Jim just smiled at him, and popped another blueberry in his mouth.

Blair grinned back. "Riiight. I'll get the truck. Just be a minute."

Jim was still placidly eating blueberries and cherries when he finally pulled up, wishing they'd gotten a car with air conditioning. He jumped out and opened the passenger door, then dropped most of the bags into the bed of the pickup, leaving Jim with only the cherries.

"Do we need anything else before we head back?" Jim shook his head, and Blair saw that he was tired after the hour they'd spent out. Well, shit. And here he'd promised himself that Jim would rest this weekend.

He would, Blair swore. If he had to tie Jim up to do it, he'd see that he rested this weekend.

Once they were out of town and headed back toward their summer home, he asked as casually as he could, "So what's happened?"

Jim put a cherry in his mouth, then spit out the pit. "What d'you mean?" he asked indistinctly, and popped another one in.

"You, when Ev told us about Tina, I got the idea that you knew something."

"Naw." He ate another one. "Just. Had a bad dream."

Blair sat up a bit straighter, and glanced at Jim. "Yeah?"

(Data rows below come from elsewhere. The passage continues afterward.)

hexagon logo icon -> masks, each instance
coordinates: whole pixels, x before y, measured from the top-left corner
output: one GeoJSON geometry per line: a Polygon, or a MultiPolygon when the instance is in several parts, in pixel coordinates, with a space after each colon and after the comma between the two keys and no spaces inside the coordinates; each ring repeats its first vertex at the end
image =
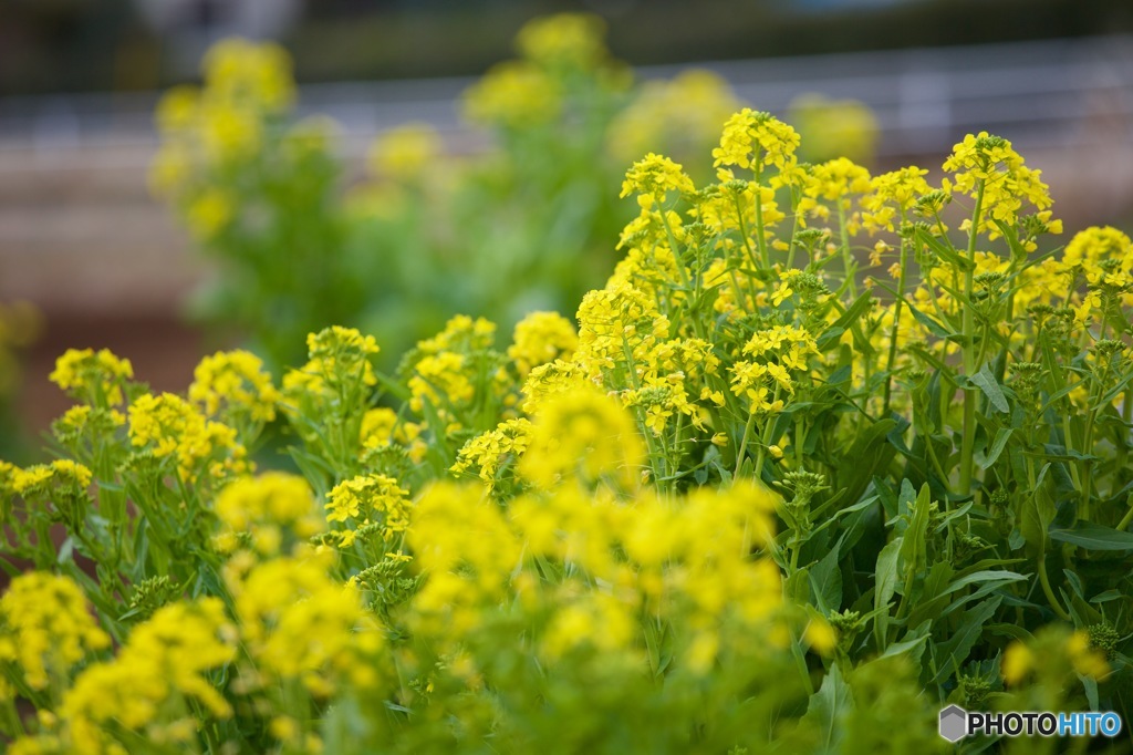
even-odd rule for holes
{"type": "Polygon", "coordinates": [[[949,705],[940,711],[940,736],[956,743],[968,736],[968,711],[949,705]]]}

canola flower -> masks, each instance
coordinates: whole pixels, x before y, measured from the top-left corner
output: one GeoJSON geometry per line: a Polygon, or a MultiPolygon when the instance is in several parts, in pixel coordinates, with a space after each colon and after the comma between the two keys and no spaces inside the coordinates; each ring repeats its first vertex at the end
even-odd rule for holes
{"type": "Polygon", "coordinates": [[[331,326],[279,389],[230,351],[187,396],[65,355],[61,458],[0,463],[12,749],[824,752],[820,714],[934,752],[953,702],[1122,705],[1128,237],[1033,254],[1062,229],[998,137],[939,185],[801,147],[741,110],[715,180],[646,154],[577,328],[505,348],[460,315],[383,374],[331,326]]]}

"Yeah." Jim shrugged. "Really. Nothing."

"You dream that someone was breaking in?" He ate another cherry. "Did you know that too many cherries will give you diarrhea?" Jim scowled at him. "No, really. Been there, done that."

"Way to spoil my fun, Sandburg."

"Well, I could've let you find out for yourself." After a few minutes more, Blair said again, "Did you dream that someone was breaking in?"

"Yeah."

"You sure it was a dream?"

Jim was silent. He tied off the bag of cherries and set them on the floor at his feet. At last he said, "It had to have been a dream. We'd know if someone had been in the house."

"There was that water." Both men sighed at the memory.

"Yeah. I dunno, Chief." He finally looked at Blair. "If I really thought someone had been in that house, I'd've told you, you know that. I wouldn't put you in that kind of danger."

"But."

"But, there is something. At night. I dunno." He sighed again. "I'll tell you when it happens again."

Blair nodded. He knew that was all he'd get out of Jim right now.